Yesterday I was hanging out at my favorite of the myriad dive-adjacent bars that populate my little corner of Portland when I slipped through time. The bartender, who couldn’t have been older than 27, put on a playlist of songs that could have been neatly clipped out of my WinAmp queue during my freshman year of college. TV on the Radio, the Strokes, MGMT. What the kids these days are calling “Indie Sleaze” - if understand correctly.
First of all, I’m terrified that the music that defined my formative years has entered into the category of what once upon a time would have been played on the “classic” or “oldies” station. This was, of course, inevitable with the whole unceasing march of time and all that. But still a wild thing to realize. Secondly, I absolutely love the retronymic of “Indie Sleaze” for the kind of hazed out, dance-adjacent rock and roll that mostly emanated from New York and London around the turn of the millennium.

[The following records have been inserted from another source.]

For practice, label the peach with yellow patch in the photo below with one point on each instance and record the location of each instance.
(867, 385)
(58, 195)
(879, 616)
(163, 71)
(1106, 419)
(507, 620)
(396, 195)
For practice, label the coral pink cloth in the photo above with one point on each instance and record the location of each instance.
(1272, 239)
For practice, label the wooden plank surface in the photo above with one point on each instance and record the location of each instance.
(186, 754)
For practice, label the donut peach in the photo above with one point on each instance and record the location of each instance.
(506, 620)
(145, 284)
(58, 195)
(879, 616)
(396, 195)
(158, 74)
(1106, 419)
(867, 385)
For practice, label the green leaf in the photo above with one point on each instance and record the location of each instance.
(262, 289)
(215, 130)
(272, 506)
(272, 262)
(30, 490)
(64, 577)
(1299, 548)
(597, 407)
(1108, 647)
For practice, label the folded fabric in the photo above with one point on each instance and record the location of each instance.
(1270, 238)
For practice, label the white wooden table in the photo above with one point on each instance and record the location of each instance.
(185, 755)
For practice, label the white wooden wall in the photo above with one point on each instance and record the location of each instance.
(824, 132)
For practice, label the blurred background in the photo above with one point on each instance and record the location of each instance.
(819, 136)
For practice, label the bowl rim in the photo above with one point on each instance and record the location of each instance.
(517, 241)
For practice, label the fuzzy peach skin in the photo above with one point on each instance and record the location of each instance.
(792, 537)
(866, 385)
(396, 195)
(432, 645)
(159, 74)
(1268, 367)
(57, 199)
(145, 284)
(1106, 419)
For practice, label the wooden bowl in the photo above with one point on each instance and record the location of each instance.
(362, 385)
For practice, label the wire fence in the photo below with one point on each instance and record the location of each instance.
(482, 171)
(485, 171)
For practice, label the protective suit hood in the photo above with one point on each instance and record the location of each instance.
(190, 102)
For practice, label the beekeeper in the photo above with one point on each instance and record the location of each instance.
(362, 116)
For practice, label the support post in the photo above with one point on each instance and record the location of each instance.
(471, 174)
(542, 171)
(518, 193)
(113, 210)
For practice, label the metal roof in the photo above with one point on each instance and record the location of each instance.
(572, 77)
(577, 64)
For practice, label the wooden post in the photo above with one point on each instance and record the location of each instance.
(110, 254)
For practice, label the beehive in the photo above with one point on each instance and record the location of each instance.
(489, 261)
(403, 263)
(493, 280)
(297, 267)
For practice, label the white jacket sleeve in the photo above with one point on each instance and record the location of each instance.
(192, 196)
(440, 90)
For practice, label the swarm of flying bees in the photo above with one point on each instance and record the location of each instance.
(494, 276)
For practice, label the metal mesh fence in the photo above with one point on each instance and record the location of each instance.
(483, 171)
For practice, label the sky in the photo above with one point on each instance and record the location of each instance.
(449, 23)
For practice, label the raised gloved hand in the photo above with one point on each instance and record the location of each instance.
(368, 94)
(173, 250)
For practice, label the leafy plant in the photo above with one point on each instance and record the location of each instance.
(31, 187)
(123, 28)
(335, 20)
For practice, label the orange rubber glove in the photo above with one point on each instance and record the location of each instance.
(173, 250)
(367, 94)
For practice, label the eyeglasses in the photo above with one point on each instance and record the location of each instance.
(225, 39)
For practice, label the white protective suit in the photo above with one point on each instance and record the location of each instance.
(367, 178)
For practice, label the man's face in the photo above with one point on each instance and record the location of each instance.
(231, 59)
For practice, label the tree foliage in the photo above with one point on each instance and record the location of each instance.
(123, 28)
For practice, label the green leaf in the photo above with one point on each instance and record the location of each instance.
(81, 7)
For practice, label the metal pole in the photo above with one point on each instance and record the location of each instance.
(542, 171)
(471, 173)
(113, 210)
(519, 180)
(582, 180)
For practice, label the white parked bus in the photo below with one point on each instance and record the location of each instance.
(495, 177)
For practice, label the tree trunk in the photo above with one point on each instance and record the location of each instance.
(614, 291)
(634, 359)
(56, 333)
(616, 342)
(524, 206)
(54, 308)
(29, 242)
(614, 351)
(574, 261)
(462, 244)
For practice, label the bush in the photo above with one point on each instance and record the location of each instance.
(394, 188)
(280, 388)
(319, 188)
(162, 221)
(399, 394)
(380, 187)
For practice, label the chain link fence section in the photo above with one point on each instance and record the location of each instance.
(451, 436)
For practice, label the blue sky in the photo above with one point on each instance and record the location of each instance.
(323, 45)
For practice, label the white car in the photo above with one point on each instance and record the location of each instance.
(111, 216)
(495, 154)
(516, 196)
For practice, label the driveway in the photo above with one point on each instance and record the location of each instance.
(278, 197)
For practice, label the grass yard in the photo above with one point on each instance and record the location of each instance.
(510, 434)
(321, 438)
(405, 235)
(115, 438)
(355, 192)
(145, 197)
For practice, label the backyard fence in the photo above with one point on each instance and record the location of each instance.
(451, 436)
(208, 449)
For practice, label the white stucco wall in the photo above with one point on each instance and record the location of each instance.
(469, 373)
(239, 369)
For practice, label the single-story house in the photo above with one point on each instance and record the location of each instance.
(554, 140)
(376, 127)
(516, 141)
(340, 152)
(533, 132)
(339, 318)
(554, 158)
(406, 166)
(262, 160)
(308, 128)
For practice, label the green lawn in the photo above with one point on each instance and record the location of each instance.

One thing I love about the genre was it felt like there was still a real sense of danger to the music of that time. Not the type of danger you get from genres that laud violence like gangsta rap or hardcore, or the spooky evil of black metal or the far reaches of psychedelic music, but that intersection of pop songwriting with a kind of art-damaged inventiveness led to a real danger of there being a lot of clumsily weird songs on a record.
For every effortlessly cool song like the Yeah Yeah Yeahs’ “Maps” there is a song that only worked within the PBR-soaked confines of the era like MGMT’s “Kids” who’s childlike synth line borders on the absurd and is only rescued by the candy-sweet vocal hook that follows it. These were bands that were trying to write pop music outside of the existing pop-structure machine. They were bands trying to write beats. They brought the messy experimentation and pretension of 20-somethings playing at art-gallery cool into the proto-internet limelight. And they left these awkward artifacts for everyone to view, even with the rose-colored glasses of middle-aged hindsight, a gentle reminder of the fumbling progress of our rakish youth.
Pin - Yeah Yeah Yeahs
I honestly forgot how awful this album art is. Karen O. and the Yeah Yeah Yeahs polished up their sound on later records, but there’s something endearing about the blown out vocals, the teetering drums and general silliness of the proto-metal riff with Karen singing “doot-doot-doot-doot” over the chorus that makes this song hit the nostalgia button for me.
Hands Away - Interpol
Recently I saw an article that was cataloguing some of Pitchfork’s most infamous reviews from the period before they became the slick media machine they are today. I’m not sure if their review of Interpol frontman Paul Banks’ first solo record was on there, but I vividly remember reading the scathing rant with a mixture of horror and schadenfreude-tinged glee as one of my heroes got taken down a peg: “…there is no effort, vision, or craft in this music. The title and artwork were more than enough; the mp3s don’t even need to exist.”
Banks, though, was never one to shy away from an experiment just because it might go poorly. Lyrically he’s turned out some really beautiful lines but also wrote, “Her stories are boring and stuff/she’s always calling my bluff” and “The subway is a porno.” Interpol always succeeded on the ethereally cool post-punk influenced songs alongside Banks’ best Ian Curtis impression. Nowhere is that more apparent than this song which slowly builds a reverb-drenched wave of sound while Banks peppers in lyrics including maybe his most insane couplet:
“Serve it up, don't wait
Let's see about this ham”
(Fun fact, on the Genius lyrics for this song there is one single annotation for the whole song which reads, simply, “what the hell is he talking about?”)
That’s it for today. Thanks for listening.